The Vorster visit reminds me of the obsequiousness with which white people, especially the Afrikaner, treat [their] political authority. This is the respect they are wary to extend to politicians of the darker hue, of the post-1994 dispensation.

I’m reminded here of the picture of Balwin Property CEO Stephen Brookes with his arm draped around President Cyril Ramaphosa. Anyone landing from outer space seeing that picture would think Ramaphosa works for him. He oozes arrogance. In another frame, he shakes hands with the president with his right hand; his left resting on Ramaphosa's shoulder. The chutzpah!

No Afrikaner male typifies this contempt for black political leadership than Johann Rupert. There are many examples, his just happens to loom large in my head at present.

In an encounter with  Ramaphosa, who was by then still secretary-general of trade union federation Cosatu, the young Rupert defends his family empire’s decision to establish one company overseas.

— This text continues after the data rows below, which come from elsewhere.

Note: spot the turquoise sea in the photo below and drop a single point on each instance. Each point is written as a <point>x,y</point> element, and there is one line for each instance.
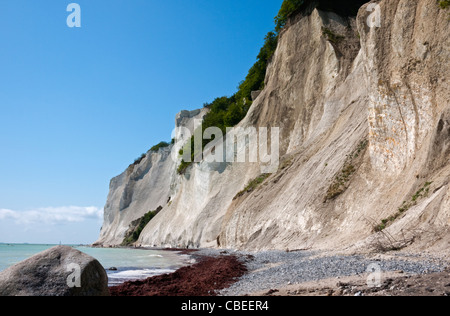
<point>131,264</point>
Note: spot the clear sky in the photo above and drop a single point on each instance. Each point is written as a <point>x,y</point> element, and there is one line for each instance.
<point>78,105</point>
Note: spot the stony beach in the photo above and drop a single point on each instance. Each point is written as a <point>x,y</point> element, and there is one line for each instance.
<point>235,273</point>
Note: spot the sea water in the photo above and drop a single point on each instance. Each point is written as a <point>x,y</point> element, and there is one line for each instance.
<point>131,264</point>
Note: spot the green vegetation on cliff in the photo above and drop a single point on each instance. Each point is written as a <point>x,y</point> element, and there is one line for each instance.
<point>229,111</point>
<point>136,227</point>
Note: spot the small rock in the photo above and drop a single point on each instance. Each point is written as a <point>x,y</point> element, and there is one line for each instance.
<point>54,272</point>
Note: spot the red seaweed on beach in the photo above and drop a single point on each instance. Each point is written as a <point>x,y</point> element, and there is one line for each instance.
<point>201,279</point>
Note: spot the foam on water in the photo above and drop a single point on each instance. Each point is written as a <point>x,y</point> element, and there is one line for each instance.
<point>128,264</point>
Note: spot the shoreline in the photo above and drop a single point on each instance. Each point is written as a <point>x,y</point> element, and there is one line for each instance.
<point>301,273</point>
<point>206,277</point>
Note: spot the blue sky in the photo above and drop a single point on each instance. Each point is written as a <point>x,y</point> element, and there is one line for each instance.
<point>78,105</point>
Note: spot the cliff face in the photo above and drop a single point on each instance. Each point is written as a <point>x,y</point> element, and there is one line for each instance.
<point>364,117</point>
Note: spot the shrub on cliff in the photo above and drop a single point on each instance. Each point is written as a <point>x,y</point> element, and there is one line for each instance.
<point>288,8</point>
<point>134,233</point>
<point>157,147</point>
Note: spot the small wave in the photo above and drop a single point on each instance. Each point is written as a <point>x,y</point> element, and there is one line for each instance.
<point>116,278</point>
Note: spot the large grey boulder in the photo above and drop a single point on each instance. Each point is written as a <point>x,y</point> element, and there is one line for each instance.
<point>59,271</point>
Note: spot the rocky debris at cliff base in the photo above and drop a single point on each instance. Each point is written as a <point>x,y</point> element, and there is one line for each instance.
<point>276,270</point>
<point>396,284</point>
<point>204,278</point>
<point>59,271</point>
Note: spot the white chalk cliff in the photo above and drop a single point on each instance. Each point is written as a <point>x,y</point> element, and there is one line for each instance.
<point>365,137</point>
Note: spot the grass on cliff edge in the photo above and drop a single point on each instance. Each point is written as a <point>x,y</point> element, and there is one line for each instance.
<point>133,234</point>
<point>385,223</point>
<point>252,185</point>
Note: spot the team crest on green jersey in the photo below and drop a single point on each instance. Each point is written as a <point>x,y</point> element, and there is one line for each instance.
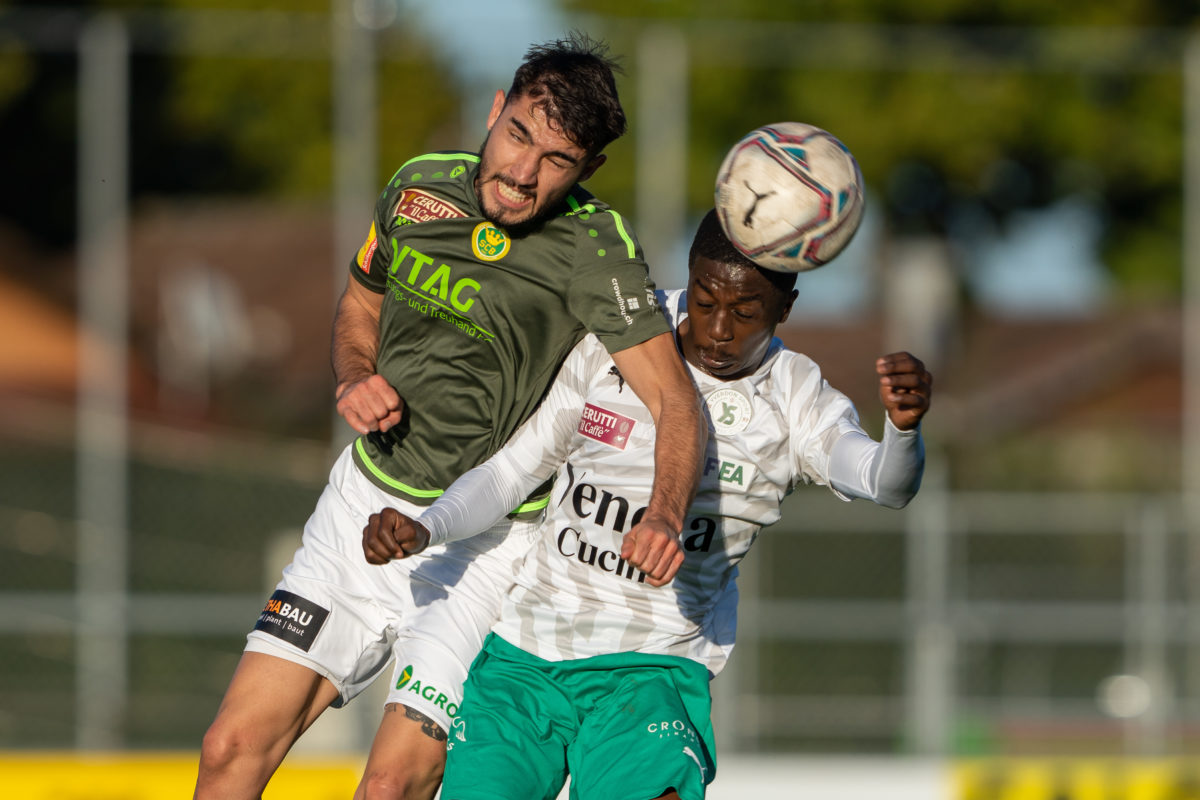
<point>489,242</point>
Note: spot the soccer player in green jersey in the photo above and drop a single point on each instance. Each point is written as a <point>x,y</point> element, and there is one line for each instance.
<point>589,668</point>
<point>478,276</point>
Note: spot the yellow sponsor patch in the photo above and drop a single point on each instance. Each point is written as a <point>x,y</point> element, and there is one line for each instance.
<point>489,242</point>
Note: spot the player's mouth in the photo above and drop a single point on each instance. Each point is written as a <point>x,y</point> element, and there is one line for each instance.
<point>510,196</point>
<point>715,362</point>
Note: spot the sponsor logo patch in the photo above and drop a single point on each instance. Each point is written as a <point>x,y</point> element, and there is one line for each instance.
<point>427,691</point>
<point>415,205</point>
<point>292,618</point>
<point>367,250</point>
<point>605,426</point>
<point>729,474</point>
<point>489,242</point>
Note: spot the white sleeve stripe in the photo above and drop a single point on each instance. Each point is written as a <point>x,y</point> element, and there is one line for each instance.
<point>887,473</point>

The mood at the time was when "the ANC still had strong leftist leanings and nationalisation was in the air".

Responding to Ramaphosa, Rupert says: "Cyril, it’s actually very simple, and you can tell that to your stakeholders. I have to protect the assets of my stakeholders, the shareholders, against your stakeholders – so that if they want to steal them, they won’t be able to do so."

Everybody loved Nelson Mandela, or so we thought.

As an employer, the young Rupert was "strongly opposed to the envisaged lockout clause that would prohibit employers from locking trade union members of the workplace in the event of strikes".

Mandela approaches Johann Rupert to straighten out a few issues related to the worrisome clause.

"Mr Mandela," the younger man counters, "you know I have great respect for you and that I love you like a father. But it’s not you that I have to trust. Because I don’t trust Sam."

He was referring to Sam Shilowa, then secretary-general of Cosatu and a communist.

Rupert’s father’s biographer concludes the encounter thus: "Johann then said that if the lockout clause were to be enforced, he would close down all his factories and mines in South Africa the next day".

"Ultimately, the lockout clause was not included in the final constitution."

 Now the question is, how much power or respect does the black political principal wield against the Afrikaner businessman who holds the purse strings? Nothing, nada, zilch!